1996fanrui commented on code in PR #28554:
URL: https://github.com/apache/flink/pull/28554#discussion_r3498616956
##########
flink-runtime/src/main/java/org/apache/flink/streaming/runtime/tasks/StreamTask.java:
##########
@@ -881,58 +923,177 @@ private CompletableFuture<Void> restoreStateAndGates(
INITIALIZE_STATE_DURATION, initializeStateEndTs -
readOutputDataTs);
IndexedInputGate[] inputGates = getEnvironment().getAllInputGates();
- boolean checkpointingDuringRecoveryEnabled =
-
CheckpointingOptions.isCheckpointingDuringRecoveryEnabled(getJobConfiguration());
+ recoveryCompletionFuture =
+
CheckpointingOptions.isCheckpointingDuringRecoveryEnabled(getJobConfiguration())
+ ? recoverChannelsWithCheckpointing(reader, inputGates)
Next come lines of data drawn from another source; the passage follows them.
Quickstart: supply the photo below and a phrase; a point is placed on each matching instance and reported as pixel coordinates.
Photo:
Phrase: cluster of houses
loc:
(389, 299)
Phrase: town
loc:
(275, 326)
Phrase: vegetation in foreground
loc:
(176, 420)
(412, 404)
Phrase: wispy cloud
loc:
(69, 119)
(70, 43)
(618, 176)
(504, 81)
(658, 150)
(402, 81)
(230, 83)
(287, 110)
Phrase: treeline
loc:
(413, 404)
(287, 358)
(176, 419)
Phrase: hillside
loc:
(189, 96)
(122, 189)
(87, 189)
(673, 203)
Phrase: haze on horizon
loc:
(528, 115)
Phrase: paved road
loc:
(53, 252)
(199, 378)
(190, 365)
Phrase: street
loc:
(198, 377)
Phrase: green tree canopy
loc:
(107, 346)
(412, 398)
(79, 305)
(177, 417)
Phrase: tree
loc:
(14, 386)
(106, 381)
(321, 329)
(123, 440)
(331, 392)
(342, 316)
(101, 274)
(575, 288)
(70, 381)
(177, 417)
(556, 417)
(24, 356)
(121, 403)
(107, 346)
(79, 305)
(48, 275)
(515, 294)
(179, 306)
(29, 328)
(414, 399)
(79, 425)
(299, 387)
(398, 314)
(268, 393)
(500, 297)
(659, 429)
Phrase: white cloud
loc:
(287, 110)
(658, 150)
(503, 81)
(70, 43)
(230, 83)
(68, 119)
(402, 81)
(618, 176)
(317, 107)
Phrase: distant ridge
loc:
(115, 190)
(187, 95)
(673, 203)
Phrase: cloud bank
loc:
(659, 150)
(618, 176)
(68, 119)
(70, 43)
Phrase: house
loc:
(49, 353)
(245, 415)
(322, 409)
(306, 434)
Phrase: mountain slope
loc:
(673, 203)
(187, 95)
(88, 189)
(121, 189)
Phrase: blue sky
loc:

+ : recoverChannelsWithoutCheckpointing(reader,
inputGates);
+
+ recoveryCompletionFuture.whenComplete((ign, throwable) ->
mailboxProcessor.suspend());
+ return recoveryCompletionFuture;
+ }
+
+ private CompletableFuture<Void> recoverChannelsWithCheckpointing(
+ SequentialChannelStateReader reader, IndexedInputGate[]
inputGates) {
+ if (inputGates.length == 0) {
+ // No input channels to recover (e.g. a source task). Complete
synchronously, exactly
+ // like recoverChannelsWithoutCheckpointing, so that the
recovery-completion suspend()
+ // in restoreStateAndGates is enqueued before the restore mailbox
loop runs the default
+ // action. The asynchronous chain below relies on mailbox mails
that only run while the
+ // restore loop is pumping; with no channel work to do it would
merely defer completion,
+ // letting a fast source finish and suspend the restore loop
before recovery completes
+ // -- tripping "Mailbox loop interrupted before recovery was
finished" in
+ // restoreInternal. There is nothing to checkpoint during recovery
here either, so the
+ // trigger goes straight to NO_OP.
+ recoveryCheckpointTrigger = RecoveryCheckpointTrigger.NO_OP;
+ return FutureUtils.completedVoidFuture();
+ }
+ return
setRecoveryCheckpointTrigger(RecoveryCheckpointTrigger.NOT_READY)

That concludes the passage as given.